Marcos Cuts the Corners
Our people have come to a point of despair. Justice and security are as myths. Our government is gripped in the iron hand of venality, its treasury is barren, its resources are wasted, its civil service slothful and indifferent. Not one hero alone do I ask, but many.
EVIDENTLY Philippine President Ferdinand Marcos has changed his mind since he made that bold-sounding call for reform in his 1966 inaugural address. Instead of waiting for "many heroes," he has decided that the multiple ills that still beset his country can be cured by one only: Ferdinand Marcos. Within days after his sudden imposition of martial law to deal with a supposed threat of "Communist subversion" (TIME, Oct. 2), Marcos last week had begun to transform his island nation of 38 million from a raucous, imperfect democracy into what looked like a strongman government on the model of South Korea.
As Filipinos calmly observed a mid-night-to-4 a.m. curfew, military camps outside Manila began to fill with detainees picked up by Marcos' police on charges ranging from smuggling and tax evasion to "giving aid and comfort" to Communist subversives. By week's end there were 98 in the camps, among them three Senators, three Representatives and at least ten prominent journalists. Elementary schools began to reopen, but university campuses remained closed, as were all but two of Manila's 15 newspapers, five of its twelve radio stations, and one of its seven television stations. The media that were left were reliably pro-Marcos.

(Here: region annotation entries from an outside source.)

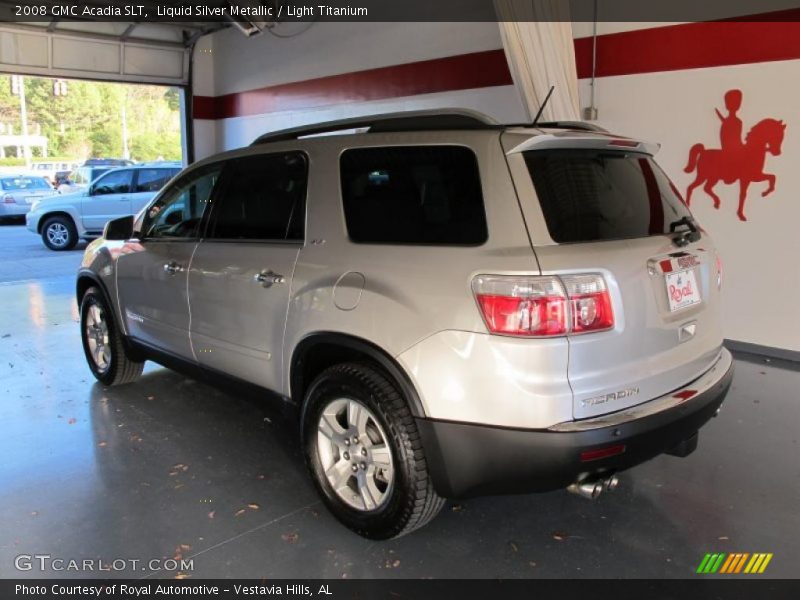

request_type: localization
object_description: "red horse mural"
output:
[684,90,786,221]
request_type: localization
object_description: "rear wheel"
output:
[81,287,144,386]
[302,363,444,539]
[42,216,78,250]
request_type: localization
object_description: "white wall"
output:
[194,23,800,351]
[580,36,800,351]
[195,23,525,158]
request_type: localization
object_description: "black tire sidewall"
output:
[302,371,413,539]
[42,217,78,252]
[81,288,119,385]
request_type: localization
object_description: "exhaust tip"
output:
[567,475,619,500]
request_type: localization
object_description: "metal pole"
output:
[19,75,31,169]
[122,88,131,160]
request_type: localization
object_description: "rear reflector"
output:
[472,273,614,337]
[581,444,625,462]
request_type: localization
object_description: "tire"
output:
[42,216,78,251]
[301,363,445,540]
[81,287,144,386]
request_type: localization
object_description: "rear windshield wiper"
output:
[669,217,700,246]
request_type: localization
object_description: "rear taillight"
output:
[472,274,614,337]
[562,274,614,333]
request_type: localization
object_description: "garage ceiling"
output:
[0,0,227,85]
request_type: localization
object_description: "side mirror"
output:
[103,215,133,240]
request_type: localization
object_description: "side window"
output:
[92,170,133,196]
[340,146,488,246]
[206,152,308,240]
[133,169,175,193]
[141,165,222,239]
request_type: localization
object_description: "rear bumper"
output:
[25,212,39,233]
[417,349,733,498]
[0,203,31,217]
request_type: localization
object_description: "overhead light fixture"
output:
[226,0,276,37]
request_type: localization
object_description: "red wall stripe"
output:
[575,11,800,79]
[192,10,800,119]
[192,49,513,119]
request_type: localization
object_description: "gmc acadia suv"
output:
[77,111,733,539]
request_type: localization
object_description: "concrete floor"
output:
[0,226,800,578]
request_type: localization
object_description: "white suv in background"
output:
[26,162,181,250]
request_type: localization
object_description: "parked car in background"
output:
[76,111,733,539]
[56,158,134,194]
[0,174,58,221]
[26,162,181,250]
[31,161,78,187]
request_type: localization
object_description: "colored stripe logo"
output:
[696,552,772,575]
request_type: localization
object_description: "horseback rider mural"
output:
[684,90,786,221]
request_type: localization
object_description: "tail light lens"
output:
[472,274,614,337]
[562,274,614,333]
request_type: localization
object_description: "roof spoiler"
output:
[507,131,661,155]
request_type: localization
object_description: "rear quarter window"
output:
[524,149,691,243]
[340,146,488,246]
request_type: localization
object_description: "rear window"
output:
[2,177,51,191]
[525,149,691,243]
[340,146,487,245]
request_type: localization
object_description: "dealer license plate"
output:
[666,270,701,312]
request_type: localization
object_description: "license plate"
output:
[666,270,700,312]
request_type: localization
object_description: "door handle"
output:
[253,270,286,287]
[164,260,183,275]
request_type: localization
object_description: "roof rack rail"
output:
[251,108,502,146]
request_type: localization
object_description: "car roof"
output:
[251,108,607,146]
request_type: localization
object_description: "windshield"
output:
[2,177,52,191]
[524,149,692,243]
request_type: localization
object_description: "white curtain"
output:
[494,0,580,121]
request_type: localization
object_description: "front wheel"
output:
[42,216,78,250]
[81,287,144,386]
[302,363,444,539]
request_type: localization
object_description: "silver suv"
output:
[77,111,733,539]
[25,161,181,250]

The tabloid Sunday Express reassuringly cooed CIVILIAN GOVERNMENT STILL FUNCTIONS; NO MILITARY TAKEOVER. The President went on TV to explain his drastic measures ("We are falling back on the last line of defense") and to make vague promises of a "new society."
To judge by Marcos' moves last week, that society is to be the product of an improbable mix of needed populist reforms and a crackdown on public mores and morals that might do Greece's ruling colonels proud. On the needed-reforms side, Marcos announced programs to curb inflation (running at 18% in recent months), tax evasion and smuggling; fire corrupt judges; disarm the private armies maintained by rural warlords; prohibit minor functionaries like customs officers from carrying guns; and "give the peasant what is his due" in a sweeping and overdue land-reform program that will allow tenant farmers to purchase their land with government assistance. Marcos summarily yanked 450 "notoriously undesirable" workers off the swollen civil service payroll; 400,000 others, ranging from customs clerks to Cabinet secretaries, were ordered to turn in their resignations pending a massive government reorganization.